By Matt Griswold, Plastics News Staff
Akron, Ohio -- For the first time since 2005, manufacturers of plastic building products can expect demand for their products to increase this year.
Demand and production will still fall short of a less-than-stellar 2008, but for the first time in a long time, experts say things are finally moving in a positive direction.
The collapse of the US home construction industry pulled building products makers down, and the industry's recovery should prompt a rebound.
About 560 000 new residential units were built in 2009, according to the Washington-based National Association of Home Builders. NAHB expects just under 700 000 new residential units to be constructed in 2010, Bernard Markstein, an NAHB vice president and senior economist, said in a telephone interview.
"We're not even talking about getting back to 2008 levels," Markstein said.
That conclusion is supported by the findings of, "The Profile Extrusion Business in the New Normal Economy" - a study of the plastic extrusions market released in December by Advance, North Carolina-based Plastics Custom Research Services.
According to that report, it will be 2012 before plastic building products eclipse 2008 levels, and 2014 before the market fully recovers back to the levels seen in 2005.
Peter Mooney, president of Plastics Custom Research Services, said he does not like sounding like a pessimist, but he refuses to sugarcoat what he believes to be fact.
"I'm not going to be an outlier when most of the people I read, who know more about the economy than I do, say it's going to be slow," he said. "It's going to be three, four or five years. It's going to take a long time to get back."
This is a new financial reality, he said, and an entirely different animal from recessions past.
"Recessions in the past have been inventory-driven," Mooney said. "We had a boom.

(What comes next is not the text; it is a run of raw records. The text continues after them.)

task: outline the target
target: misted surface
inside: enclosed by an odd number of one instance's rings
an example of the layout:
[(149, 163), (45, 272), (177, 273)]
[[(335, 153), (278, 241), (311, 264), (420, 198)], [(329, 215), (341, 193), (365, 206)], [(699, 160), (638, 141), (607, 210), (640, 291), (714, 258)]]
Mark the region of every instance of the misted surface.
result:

People produced a lot of stuff, and either the Federal Reserve raised rates or the government raised taxation.
"But this is a financial crisis, and will operate differently. It has hollowed out key parts of Wall Street and Main Street."
The news would be brighter if the troubles were limited to the US, he said.
"This is a synchronous financial crisis - a global recession," Mooney said. "This is not just our problem. Our trading partners, or competitors, are in trouble too.
"This is a very different system than 2001. Even from the oil crises of 1973 and 1979. This one is trouble."
While there are not really any bright spots in the building products arena, manufacturers can take heart in that all the data forecasts are positive for the foreseeable future.
Heading into 2009, 14 percent of profile extruders expected sales increases for the year, and 52 percent expected a decrease. Entering the new decade, 57 percent of extruders expect an increase in 2010, and just 3 percent expect a decrease, according to the PCRS study.
The construction industry is still at very weak levels and has a number of challenges facing it - specifically income lost on unemployment and a tight credit market that is locking previously credit-worthy buyers out of the market.
No end market is immune from the troubles, and unique market forces are creating further challenges in certain segments.
In the window industry, for example, several window manufacturers that had specialized in residential windows expanded operations to include commercial-grade windows, said Nick Limb, managing partner with Ducker Research Co. Inc. in Bloomfield Hills, Michigan.
When the residential market started to dip, the commercial market was still a relatively stable, growing market for about two years after.
"Now, the commercial side of things is still heading down. People crossed over. Commercial provided them an offset when the residential housing market dropped so precipitously. Now, that crutch has been taken away," Limb said.
"There's light at the end of the tunnel. But we're still in the tunnel," he said.